The media group said pre-tax profit was up 13.5 per cent on the prior year as a result of continued advertising revenue growth and prudent management of the cost base.
Total revenue for the six-month period was €157.3 million, a decline of 0.3 per cent on the prior year.
INM said total advertising revenues was up 2.9 per cent with digital advertising revenue growth of 43.8 per cent more than offsetting the marginal decline in publishing advertising revenue.
The company said proceeds of €119.3 million from the sale of APN were used to clear group debt reducing the interest charge from €3.1 million to €1.9 million.
Looking at ecommerce opportunities
INM group chief executive Robert Pitt said the first half of 2015 has been very satisfactory for the company both from an operational perspective and from a financial perspective.
“During the period we disposed of our stake in APN which enabled us to clear the group’s debt and now puts INM in a cash positive position which represents quite a change from the Group’s recent history,” he added.
The net retirement benefit obligation has decreased from €100.5 million at December 31st 2014, to €87.5 million at 30th June, 2015. Net cash was €35.4 million.
In a briefing to journalists Mr Pitt said the group’s cash belonged to its shareholders and it would now look at ways in which it could be prudently invested to create new revenue streams that would grow. Asked if INM would be looking at new media assets, he said its journalism brought in an audience and the group needed to leverage off that.
One area that was being looked at was ecommerce and products that added value for customers who came to the Independent website, though it was important that while doing so a clear division was maintained between editorial content and commercial offerings.
No paywall plans
He said the group did not have a plan for introducing a paywall at this point. No business in the newspaper industry had shown a path “for what needs to be done” and INM would move forward very cautiously, he said.
It was inevitable that there would be more consolidation in the sector, he said, pointing to the recent agreements with The Irish Times in relation to printing and distribution.

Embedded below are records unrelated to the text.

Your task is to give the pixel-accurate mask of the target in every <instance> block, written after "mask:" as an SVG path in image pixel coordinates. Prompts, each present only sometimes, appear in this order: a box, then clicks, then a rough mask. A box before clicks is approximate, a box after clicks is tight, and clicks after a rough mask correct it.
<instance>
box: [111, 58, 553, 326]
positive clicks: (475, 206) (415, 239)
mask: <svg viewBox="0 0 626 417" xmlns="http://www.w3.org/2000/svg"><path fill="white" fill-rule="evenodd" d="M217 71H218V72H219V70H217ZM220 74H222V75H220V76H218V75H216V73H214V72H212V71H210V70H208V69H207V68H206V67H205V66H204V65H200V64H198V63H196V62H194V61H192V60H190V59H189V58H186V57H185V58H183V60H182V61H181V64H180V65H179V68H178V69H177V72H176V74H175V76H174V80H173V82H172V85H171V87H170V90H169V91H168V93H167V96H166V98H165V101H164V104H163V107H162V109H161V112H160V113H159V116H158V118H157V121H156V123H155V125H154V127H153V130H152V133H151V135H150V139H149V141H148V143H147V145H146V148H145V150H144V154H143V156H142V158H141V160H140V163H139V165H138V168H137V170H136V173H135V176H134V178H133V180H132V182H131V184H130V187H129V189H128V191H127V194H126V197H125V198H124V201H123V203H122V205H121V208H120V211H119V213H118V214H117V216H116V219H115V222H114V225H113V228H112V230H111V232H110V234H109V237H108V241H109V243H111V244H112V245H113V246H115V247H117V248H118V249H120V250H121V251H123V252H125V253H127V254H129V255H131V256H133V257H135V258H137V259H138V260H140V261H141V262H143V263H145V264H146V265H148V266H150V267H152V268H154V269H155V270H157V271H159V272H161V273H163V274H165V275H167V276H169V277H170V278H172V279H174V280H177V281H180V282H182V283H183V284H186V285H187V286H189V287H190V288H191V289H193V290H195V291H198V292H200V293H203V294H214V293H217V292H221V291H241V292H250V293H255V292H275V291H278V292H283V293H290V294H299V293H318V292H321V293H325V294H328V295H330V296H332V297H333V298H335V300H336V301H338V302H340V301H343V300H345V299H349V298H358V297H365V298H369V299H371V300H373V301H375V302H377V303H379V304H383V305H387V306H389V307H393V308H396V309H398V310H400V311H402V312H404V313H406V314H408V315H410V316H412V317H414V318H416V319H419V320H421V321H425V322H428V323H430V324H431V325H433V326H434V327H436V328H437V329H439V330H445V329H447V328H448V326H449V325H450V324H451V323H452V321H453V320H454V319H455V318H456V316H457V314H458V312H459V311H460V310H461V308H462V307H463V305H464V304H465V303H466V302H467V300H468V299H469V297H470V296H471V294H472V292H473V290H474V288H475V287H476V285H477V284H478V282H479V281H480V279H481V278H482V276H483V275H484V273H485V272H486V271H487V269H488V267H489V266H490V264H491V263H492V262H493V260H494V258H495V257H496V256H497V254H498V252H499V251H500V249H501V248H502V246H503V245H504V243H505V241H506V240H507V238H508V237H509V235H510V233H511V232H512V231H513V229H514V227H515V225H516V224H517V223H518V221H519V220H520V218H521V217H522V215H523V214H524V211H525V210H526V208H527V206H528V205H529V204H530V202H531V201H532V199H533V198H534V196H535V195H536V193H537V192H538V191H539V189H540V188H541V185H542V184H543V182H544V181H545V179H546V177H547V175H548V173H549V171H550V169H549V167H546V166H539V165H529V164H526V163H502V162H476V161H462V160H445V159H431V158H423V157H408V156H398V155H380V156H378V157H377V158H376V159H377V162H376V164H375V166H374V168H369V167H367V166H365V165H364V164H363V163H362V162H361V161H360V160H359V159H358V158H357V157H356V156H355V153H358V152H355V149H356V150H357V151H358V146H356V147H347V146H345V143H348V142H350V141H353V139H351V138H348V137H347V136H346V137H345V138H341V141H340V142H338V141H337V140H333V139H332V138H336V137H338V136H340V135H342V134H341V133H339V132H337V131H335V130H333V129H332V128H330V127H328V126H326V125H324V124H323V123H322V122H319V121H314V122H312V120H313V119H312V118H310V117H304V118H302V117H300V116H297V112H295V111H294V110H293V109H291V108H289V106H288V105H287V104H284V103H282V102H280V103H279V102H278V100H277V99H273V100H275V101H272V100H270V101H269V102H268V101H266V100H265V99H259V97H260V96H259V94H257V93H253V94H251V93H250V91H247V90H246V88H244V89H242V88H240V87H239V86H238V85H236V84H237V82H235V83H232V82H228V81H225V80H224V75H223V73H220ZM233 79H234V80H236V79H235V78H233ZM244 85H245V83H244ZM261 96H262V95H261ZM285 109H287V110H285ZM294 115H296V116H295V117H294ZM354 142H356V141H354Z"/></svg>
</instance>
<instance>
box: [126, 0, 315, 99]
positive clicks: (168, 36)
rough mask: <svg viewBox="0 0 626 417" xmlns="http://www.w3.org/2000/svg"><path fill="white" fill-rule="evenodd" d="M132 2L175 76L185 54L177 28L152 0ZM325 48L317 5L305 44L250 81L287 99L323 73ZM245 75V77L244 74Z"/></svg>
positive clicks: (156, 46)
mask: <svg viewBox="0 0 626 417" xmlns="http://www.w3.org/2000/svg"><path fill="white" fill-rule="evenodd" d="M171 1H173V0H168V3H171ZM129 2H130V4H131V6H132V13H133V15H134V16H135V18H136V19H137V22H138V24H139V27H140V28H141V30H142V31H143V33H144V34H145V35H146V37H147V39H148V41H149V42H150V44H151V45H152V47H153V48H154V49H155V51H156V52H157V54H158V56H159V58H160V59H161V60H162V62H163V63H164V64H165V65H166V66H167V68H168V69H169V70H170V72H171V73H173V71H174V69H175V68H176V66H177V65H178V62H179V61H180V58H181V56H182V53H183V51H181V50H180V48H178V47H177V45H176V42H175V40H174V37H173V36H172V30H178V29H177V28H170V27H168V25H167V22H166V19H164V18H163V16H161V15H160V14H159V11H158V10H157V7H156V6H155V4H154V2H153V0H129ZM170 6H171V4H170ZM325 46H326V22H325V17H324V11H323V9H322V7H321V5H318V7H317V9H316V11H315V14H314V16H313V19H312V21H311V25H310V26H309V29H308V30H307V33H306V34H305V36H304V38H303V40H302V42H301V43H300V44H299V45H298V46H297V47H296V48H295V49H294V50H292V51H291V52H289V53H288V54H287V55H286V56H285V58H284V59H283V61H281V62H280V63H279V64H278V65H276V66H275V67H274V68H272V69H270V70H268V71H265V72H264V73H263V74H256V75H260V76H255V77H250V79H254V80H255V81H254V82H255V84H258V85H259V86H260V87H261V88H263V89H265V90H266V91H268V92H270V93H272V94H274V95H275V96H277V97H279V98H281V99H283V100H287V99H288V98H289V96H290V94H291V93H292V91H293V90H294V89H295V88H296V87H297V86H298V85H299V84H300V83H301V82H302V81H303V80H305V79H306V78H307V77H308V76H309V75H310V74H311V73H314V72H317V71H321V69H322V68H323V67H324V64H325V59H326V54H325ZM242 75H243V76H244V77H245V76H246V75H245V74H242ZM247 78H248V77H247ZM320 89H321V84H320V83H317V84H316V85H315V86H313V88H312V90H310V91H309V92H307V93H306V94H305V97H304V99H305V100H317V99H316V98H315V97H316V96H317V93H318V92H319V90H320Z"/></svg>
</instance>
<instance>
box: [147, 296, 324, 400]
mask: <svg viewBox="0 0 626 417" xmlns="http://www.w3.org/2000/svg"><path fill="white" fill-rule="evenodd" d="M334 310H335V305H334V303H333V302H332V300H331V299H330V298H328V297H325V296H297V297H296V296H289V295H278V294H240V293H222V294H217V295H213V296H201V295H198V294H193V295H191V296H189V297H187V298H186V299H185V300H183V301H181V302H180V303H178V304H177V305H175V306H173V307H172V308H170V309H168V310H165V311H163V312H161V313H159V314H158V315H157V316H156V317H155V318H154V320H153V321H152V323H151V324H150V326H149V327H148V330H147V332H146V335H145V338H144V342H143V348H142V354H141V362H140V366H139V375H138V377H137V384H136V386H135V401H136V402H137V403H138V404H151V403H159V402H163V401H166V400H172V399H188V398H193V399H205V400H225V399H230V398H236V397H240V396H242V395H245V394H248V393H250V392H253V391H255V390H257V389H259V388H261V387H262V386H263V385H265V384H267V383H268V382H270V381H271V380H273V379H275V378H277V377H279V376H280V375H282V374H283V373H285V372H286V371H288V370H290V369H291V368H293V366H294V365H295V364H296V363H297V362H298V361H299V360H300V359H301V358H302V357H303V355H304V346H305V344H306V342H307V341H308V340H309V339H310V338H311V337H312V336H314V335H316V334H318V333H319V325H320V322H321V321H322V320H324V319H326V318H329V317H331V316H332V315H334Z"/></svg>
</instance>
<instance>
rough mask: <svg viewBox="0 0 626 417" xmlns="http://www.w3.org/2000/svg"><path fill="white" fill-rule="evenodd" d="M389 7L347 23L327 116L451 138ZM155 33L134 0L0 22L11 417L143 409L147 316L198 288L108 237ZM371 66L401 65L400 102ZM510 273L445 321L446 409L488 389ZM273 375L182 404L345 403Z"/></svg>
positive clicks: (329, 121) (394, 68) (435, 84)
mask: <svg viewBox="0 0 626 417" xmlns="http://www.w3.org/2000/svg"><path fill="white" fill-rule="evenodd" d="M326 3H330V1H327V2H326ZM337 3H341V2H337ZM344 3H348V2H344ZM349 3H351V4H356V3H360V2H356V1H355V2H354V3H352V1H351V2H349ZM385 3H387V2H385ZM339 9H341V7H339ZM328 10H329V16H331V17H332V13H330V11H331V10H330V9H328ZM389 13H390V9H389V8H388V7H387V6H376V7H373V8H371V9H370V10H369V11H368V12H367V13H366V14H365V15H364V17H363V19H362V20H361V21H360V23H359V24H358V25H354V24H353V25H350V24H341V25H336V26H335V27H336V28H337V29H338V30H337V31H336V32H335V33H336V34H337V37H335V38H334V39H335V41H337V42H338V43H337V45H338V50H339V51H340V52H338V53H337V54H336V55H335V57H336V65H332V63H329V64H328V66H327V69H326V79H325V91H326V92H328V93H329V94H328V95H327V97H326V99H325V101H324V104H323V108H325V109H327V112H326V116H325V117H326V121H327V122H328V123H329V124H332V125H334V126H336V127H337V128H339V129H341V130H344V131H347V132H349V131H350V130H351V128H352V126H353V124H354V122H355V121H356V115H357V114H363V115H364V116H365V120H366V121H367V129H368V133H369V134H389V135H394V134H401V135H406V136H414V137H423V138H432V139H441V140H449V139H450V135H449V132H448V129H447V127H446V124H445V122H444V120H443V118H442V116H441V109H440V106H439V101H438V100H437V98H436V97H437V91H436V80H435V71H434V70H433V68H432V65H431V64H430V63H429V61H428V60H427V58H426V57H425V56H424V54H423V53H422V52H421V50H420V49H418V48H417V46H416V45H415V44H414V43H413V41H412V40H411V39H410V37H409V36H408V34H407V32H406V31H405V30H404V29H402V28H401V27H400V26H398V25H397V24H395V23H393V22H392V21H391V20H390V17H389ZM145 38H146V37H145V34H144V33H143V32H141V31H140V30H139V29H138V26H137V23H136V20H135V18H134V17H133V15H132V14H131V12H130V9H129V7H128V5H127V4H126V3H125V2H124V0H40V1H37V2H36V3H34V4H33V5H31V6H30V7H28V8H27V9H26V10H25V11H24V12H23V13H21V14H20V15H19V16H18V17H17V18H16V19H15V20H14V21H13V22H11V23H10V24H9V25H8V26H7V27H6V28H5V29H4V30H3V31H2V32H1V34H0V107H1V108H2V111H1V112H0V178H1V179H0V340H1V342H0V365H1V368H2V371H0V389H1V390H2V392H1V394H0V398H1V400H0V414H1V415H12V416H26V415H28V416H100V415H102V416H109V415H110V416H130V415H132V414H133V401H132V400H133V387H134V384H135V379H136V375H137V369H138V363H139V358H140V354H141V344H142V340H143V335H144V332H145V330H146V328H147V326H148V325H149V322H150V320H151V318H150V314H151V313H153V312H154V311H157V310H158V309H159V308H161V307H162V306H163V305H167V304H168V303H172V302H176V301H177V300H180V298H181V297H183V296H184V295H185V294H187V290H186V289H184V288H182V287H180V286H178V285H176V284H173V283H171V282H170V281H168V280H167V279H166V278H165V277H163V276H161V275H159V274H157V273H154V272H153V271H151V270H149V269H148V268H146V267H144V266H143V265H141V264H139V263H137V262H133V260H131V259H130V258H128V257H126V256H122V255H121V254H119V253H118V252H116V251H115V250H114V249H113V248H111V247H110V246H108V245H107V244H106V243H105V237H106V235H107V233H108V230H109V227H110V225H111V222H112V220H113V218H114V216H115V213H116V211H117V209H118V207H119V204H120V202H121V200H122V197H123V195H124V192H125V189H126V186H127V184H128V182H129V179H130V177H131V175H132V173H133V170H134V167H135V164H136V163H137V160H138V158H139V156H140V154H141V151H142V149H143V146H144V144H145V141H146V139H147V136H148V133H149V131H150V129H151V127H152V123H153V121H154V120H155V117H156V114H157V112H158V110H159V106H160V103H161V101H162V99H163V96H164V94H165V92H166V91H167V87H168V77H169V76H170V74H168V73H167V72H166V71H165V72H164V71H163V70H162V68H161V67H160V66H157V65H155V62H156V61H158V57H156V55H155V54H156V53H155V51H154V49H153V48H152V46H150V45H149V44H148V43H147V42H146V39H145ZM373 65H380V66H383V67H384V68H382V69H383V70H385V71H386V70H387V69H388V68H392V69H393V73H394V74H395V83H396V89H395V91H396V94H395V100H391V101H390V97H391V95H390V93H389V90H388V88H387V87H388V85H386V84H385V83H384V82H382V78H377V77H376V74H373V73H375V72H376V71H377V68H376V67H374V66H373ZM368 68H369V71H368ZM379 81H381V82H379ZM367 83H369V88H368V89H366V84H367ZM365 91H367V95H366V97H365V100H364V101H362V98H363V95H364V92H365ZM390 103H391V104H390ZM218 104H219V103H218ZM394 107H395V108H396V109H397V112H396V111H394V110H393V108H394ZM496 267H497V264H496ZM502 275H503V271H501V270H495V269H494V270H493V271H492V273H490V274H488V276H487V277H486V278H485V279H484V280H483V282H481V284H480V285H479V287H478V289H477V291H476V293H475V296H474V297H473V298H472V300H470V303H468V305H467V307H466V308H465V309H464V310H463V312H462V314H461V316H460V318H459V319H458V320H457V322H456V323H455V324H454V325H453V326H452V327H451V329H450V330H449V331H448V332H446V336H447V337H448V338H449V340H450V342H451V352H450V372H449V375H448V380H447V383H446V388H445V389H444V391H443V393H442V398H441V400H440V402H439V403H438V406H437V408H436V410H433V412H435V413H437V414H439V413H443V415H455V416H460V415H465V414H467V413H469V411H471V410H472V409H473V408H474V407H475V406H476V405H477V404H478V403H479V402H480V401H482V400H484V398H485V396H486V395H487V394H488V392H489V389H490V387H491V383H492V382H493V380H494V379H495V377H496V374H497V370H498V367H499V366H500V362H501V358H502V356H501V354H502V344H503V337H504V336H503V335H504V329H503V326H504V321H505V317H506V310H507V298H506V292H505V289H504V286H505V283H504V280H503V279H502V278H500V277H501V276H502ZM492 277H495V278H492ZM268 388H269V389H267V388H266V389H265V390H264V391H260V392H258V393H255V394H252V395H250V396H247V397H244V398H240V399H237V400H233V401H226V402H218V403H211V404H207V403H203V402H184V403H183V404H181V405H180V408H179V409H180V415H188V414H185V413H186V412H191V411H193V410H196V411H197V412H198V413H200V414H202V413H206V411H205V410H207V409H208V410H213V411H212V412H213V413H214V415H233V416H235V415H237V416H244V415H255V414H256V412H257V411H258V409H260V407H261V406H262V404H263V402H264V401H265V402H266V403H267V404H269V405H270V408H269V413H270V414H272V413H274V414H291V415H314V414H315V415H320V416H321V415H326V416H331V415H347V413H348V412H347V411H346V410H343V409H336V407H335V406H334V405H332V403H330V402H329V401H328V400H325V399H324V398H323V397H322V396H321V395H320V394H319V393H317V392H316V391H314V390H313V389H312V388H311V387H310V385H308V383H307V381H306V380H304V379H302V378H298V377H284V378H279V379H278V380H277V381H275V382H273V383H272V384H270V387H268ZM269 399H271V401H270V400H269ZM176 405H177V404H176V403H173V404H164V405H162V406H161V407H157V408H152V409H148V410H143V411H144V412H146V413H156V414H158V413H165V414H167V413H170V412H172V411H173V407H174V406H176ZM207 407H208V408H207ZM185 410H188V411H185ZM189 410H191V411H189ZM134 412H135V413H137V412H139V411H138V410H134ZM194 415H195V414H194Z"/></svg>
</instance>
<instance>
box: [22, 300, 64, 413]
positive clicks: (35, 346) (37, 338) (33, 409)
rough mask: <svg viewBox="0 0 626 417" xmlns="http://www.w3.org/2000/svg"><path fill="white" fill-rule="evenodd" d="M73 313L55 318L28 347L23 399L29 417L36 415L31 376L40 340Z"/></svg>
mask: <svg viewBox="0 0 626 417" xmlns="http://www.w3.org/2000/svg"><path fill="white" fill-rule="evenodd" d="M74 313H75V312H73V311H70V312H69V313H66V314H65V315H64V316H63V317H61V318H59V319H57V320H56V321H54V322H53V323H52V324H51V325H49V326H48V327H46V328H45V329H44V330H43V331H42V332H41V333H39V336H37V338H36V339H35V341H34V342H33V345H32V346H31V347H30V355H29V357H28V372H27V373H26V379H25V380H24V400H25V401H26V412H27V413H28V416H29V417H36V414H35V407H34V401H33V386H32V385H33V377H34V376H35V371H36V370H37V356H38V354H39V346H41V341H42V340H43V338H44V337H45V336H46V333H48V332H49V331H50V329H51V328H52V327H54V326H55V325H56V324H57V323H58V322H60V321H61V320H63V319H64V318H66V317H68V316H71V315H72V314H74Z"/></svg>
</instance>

Approximately half of the reduction in costs in the first half of the year came from reduced interest charges arising from the clearing of its debt, and the rest from savings in editorial and elsewhere. Mr Pitt said did not want to give a figure for the cost of libel to the group but said INM was appealing the Monica Leech case to Europe. The Irish libel regime can stop the media doing its job, he said, and needed to be changed.
The clearing of the group’s debt and its cash positive position represented quite a change from the group’s recent history. “We are fully in control of our own destiny,” he said.